Used it on my Brera wheels. Not washed for 8 weeks, driven hard for 5 of those, big Brembo brakes so lots of dust etc.

Came clean ultra easy with no wheel cleaner:thumb:


----------



## great gonzo (Nov 4, 2010)

I believe the durability isn't that good with Armorall Wheel Shield.


----------



## lowejackson (Feb 23, 2006)

dstev said:


> Is a sealant the same as wax? One is synthetic, one is natural?

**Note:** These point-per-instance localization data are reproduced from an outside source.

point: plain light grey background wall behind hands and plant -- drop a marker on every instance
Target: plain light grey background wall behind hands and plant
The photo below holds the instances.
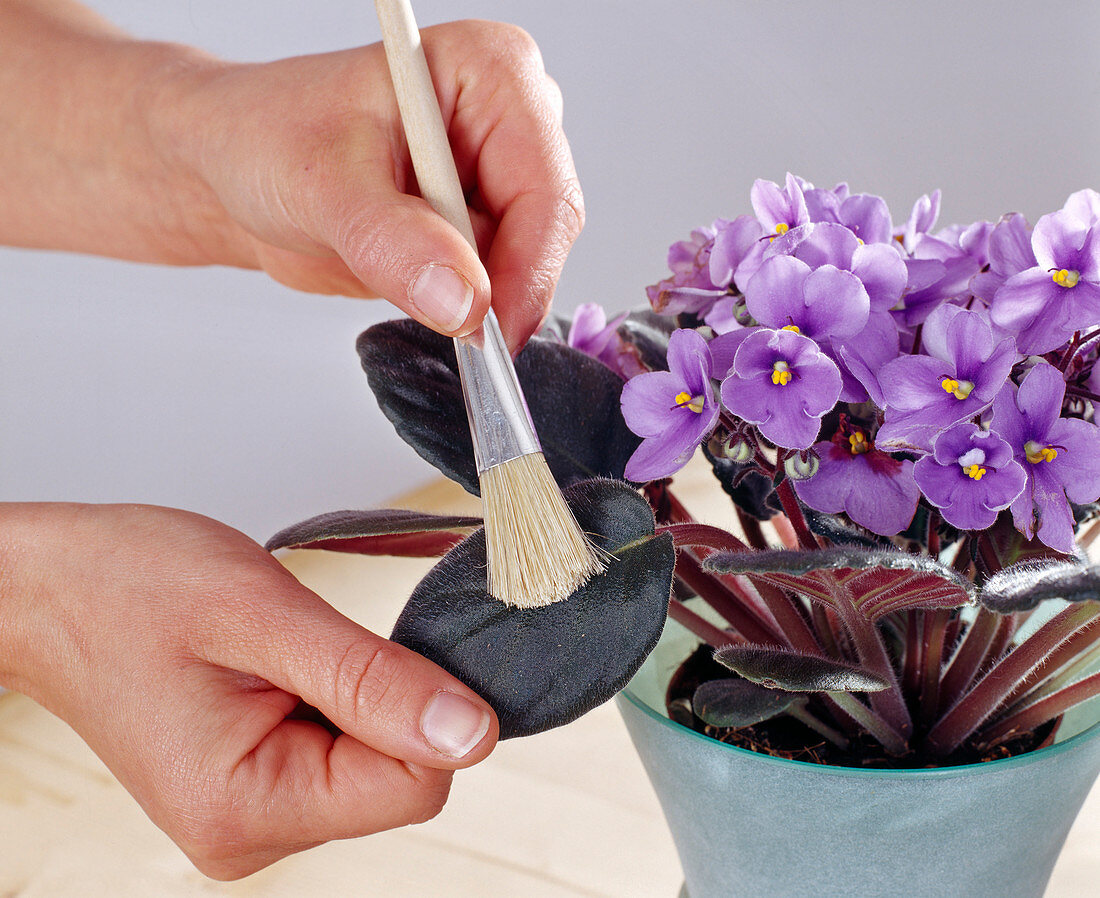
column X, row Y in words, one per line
column 222, row 392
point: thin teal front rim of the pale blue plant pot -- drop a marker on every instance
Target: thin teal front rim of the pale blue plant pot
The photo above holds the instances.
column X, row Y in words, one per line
column 872, row 773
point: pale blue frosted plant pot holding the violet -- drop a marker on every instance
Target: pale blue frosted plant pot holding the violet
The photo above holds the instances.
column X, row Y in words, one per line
column 751, row 825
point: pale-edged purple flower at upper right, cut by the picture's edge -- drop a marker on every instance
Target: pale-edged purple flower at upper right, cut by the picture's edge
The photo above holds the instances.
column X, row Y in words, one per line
column 1046, row 304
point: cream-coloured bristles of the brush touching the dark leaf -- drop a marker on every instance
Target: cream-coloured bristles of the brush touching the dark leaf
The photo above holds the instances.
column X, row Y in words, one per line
column 537, row 553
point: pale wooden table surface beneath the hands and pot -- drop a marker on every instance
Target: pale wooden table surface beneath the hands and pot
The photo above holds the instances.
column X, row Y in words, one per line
column 565, row 814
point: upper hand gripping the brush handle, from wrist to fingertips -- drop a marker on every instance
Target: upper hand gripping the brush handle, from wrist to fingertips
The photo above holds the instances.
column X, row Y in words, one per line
column 307, row 158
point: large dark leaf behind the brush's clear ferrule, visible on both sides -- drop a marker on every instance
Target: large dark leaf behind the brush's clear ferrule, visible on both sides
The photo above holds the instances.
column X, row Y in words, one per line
column 574, row 401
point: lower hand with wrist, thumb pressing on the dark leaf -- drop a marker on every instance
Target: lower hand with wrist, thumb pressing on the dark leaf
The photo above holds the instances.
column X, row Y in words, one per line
column 200, row 671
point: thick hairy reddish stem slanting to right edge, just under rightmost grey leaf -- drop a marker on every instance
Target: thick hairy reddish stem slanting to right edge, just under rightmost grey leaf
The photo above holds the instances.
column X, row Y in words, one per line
column 1000, row 681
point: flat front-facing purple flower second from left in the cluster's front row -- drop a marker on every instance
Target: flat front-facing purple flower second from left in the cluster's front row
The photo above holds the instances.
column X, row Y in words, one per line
column 783, row 384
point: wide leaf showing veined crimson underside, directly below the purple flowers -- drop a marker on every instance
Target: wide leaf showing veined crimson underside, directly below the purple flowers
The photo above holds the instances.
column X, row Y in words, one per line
column 878, row 583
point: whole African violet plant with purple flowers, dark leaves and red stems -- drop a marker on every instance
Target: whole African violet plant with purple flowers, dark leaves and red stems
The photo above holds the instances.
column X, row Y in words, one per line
column 911, row 411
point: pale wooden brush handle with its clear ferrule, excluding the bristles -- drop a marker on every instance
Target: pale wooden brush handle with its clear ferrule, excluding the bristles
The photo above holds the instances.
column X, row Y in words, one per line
column 500, row 423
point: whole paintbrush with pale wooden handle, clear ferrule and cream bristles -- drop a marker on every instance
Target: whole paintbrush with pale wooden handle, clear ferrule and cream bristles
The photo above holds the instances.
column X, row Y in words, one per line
column 536, row 551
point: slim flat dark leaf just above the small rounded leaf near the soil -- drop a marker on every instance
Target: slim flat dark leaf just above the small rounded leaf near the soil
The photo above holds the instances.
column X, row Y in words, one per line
column 797, row 672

Yes, the distinction can get a bit blurred but you are correct


----------



## mrpcman (Oct 6, 2012)

Well i'm only a :newbie: but i,m going to use collinite 476 and see how i go!


----------



## -Raven- (Aug 26, 2010)

CarPro.UK said:


> CQuartz DLUX is starting to get the attention it deserves as an excellent quartz wheel coating. We recommend a thorough decontamination with Iron-X (as you suggested) and then use either a strong panel wipe or CarPro Eraser to ensure the wheel surface is perfectly clean before applying CQuartz DLUX.
> 
> The coating should last 12months+ and will only need normal car shampoo to get your wheels right back up to squeeky clean!
> 
> ...


I'm very impressed with DLUX, it's mega glossy on wheels, but gives a nice and dark new look on trim! :thumb:

I've had regular C.Quartz on my Lexus wheels for well over a year now, the coating is still as good as new. No tar sticks to it, and nearly all brake dust comes off with a spray of the hose! Only one swipe removal with a wash mitt and shampoo gets the rest. 

Regular waxes and sealants on wheels just don't last.....


----------



## kolarn (Nov 12, 2012)

Demetri said:


> I have just ordered some Armorall Wheel Shield , I have read some good reviews on this
> 
> Anybody else used it?


Yes i use it seems to work quite well, easy to apply.
http://www.autoexpress.co.uk/accessories-tyres/41007/wheel-cleaners-mini-test


----------



## bero1306 (Jan 24, 2011)

2 Wheel sealants tried and tested by me that really work are PP WS&S & Fk1000p.


----------



## [email protected] (Jan 14, 2010)

No offense, but the OptiCoat 2.0 on my wheels laughs at your "3-6 months". It lasts for years, and years, and years.

Why not just do it right the first time with a permanent coating that lasts 5+ years and looks great?


----------



## DNZ 21 (Feb 10, 2009)

I have DLUX on my wheels of my winter run about 4x4 and I am very impressed with it so far. Its also on all the plastics and looks superb


----------